Ślad ekologiczny jest wyliczany na podstawie kilku czynników, ale najwięcej udziału (70%) ma w nim ślad węglowy.
Zdolność biologiczna ekosystemu
Jako ludzie jesteśmy uzależnieni od natury. Zaczynając od drewna pozyskiwanego z lasu, przez żyzną glebę dającą plony, aż po przyjmowanie wytwarzanych przez nas odpadów w postaci śmieci, czy gazów, jak np. dwutlenek węgla. Ale ilość dostępnych zasobów i terenu jest ograniczona i ma swoje roczne limity produkcji – określa to termin zdolności biologicznej ekosystemu (biological capacity).
W 2016 roku na świecie było 12.2 miliardów hektarów biologicznie produktywnych terenów, mowa tu o ziemi, jak i wodzie. Dzieląc tę liczbę przez liczbę ludzi w tamtym roku, czyli 7.4 miliarda, uzyskamy wynik zdolności biologicznej 1.6 globalnego hektara na osobę. Warto dodać, że te 1.6 gha, to obszar na którym dzikie gatunki zwierząt konkurują z nami o miejsce.
Jeśli nasz ślad ekologiczny przekracza zdolność biologiczną naszej planety (a przekracza o 1.2 gha), to bazując na śladzie ekologicznym znaczy, że zmierzamy w złym kierunku, jako gatunek ludzki i możemy to mocno odczuć w przyszłości.
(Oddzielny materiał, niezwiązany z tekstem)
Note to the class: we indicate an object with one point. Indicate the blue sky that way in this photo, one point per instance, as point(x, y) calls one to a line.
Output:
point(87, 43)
Obecnie wskaźnik śladu ekologicznego dla całego świata wynosi 1.7, to oznacza, że eksploatujemy naszą planetę w 170%, pozyskiwane zasoby nie nadążają się odnawiać i wytwarzamy za dużo gazów cieplarnianych.
Co by było gdybyśmy wszyscy żyli jak Amerykanie?
Aktualnie na świecie żyje ok. 7.8 mld ludzi i liczba ta cały czas rośnie, oznacza to, że zapotrzebowanie na jedzenie, surowce i utylizację odpadów także wzrasta. Choć nie tylko nasza liczebność wpływa na stopień eksploatacji naszej planety. Ważnym czynnikiem jest także poziom życia w danym kraju. Narody bogatsze, bardziej rozwinięte konsumują więcej, a przy tym tworzą większą ilość odpadów i zużywają więcej surowców, niż narody biedniejsze, mniej rozwinięte.
Takim rozwiniętym krajem są Stany Zjednoczone. Dlaczego mówimy akurat o nich? Bo ich całkowity ślad ekologiczny na tle innych krajów jest ogromny. Pierwsza trójka całkowitego śladu ekologicznego według GFN wygląda następująco:
- Chiny – 5.3 mld gha
- USA – 2.6 mld gha
- Indie – 1.6 mld gha
Jak widać, chiński ślad ekologiczny jest 2 razy większy, niż ten Stanów Zjednoczonych, ale trzeba wziąć pod uwagę różnicę w liczbie ludności obu tych krajów. Chiny zamieszkuje ponad 1.4 mld ludzi, podczas gdy Stany Zjednoczone 330 mln. Podobnie jest z Indiami – 1.35 mld ludzi. USA mimo 4 krotnie mniejszej liczby ludności, niż Indie przebija ich ślad ekologiczny o ponad połowę.
Ślad ekologiczny na osobę w USA wynosi 8 gha, przy średniej światowej wynoszącej 2.6 gha – co znaczy, że potrzebowalibyśmy 5-ciu Ziemi, by móc przeżyć, gdybyśmy żyli, jak Amerykanie.

Prawdziwość tych kalkulacji
Oczywiście ślad ekologiczny nie jest wskaźnikiem idealnym i ma swoich krytyków. Zarzuca mu się, że pomija pewne istotne czynniki, a inne przecenia.
Ślad nie uwzględnia konsekwencji środowiskowych użytkowania gruntów rolnych przez ludzi, chodzi tu o erozję gleby, wypłukanie substancji odżywczych z gleby, czy nadmierne wykorzystanie wody. Przykładowo, ślad ekologiczny Indonezji wynosi 1.7 gha na osobę, co umieszcza ją w 30% najmniej „szkodliwych” krajów, ale patrząc na statystyki wylesiania Indonezja jest jednym z najbardziej wylesianych regionów na świecie. Podobnie jest z Brazylią.
Zobacz także – Co jest przyczyną wylesiania na świecie?
Kolejnym argumentem jest to, że w wielu regionach świata brakuje rzetelnych danych, żeby móc tworzyć sensowne szacunki bazujące na nich.
Pomimo, że nie jest idealny, to generalnie ślad ekologiczny jest postrzegany, jako przydatny wskaźnik, który zwraca uwagę na istniejący problem na świecie i jest stale rozwijany i usprawniany.

Oblicz swój własny ślad ekologiczny
Na stronie FootprintCalculator możesz wyliczyć swój własny ślad ekologiczny. Po odpowiedzeniu na kilka prostych pytań dostaniesz odpowiedź ilu planet potrzeba, gdyby wszyscy na świecie żyli tak, jak Ty.
Niestety strona nie jest w języku polskim, więc znajomość angielskiego jest wymagana.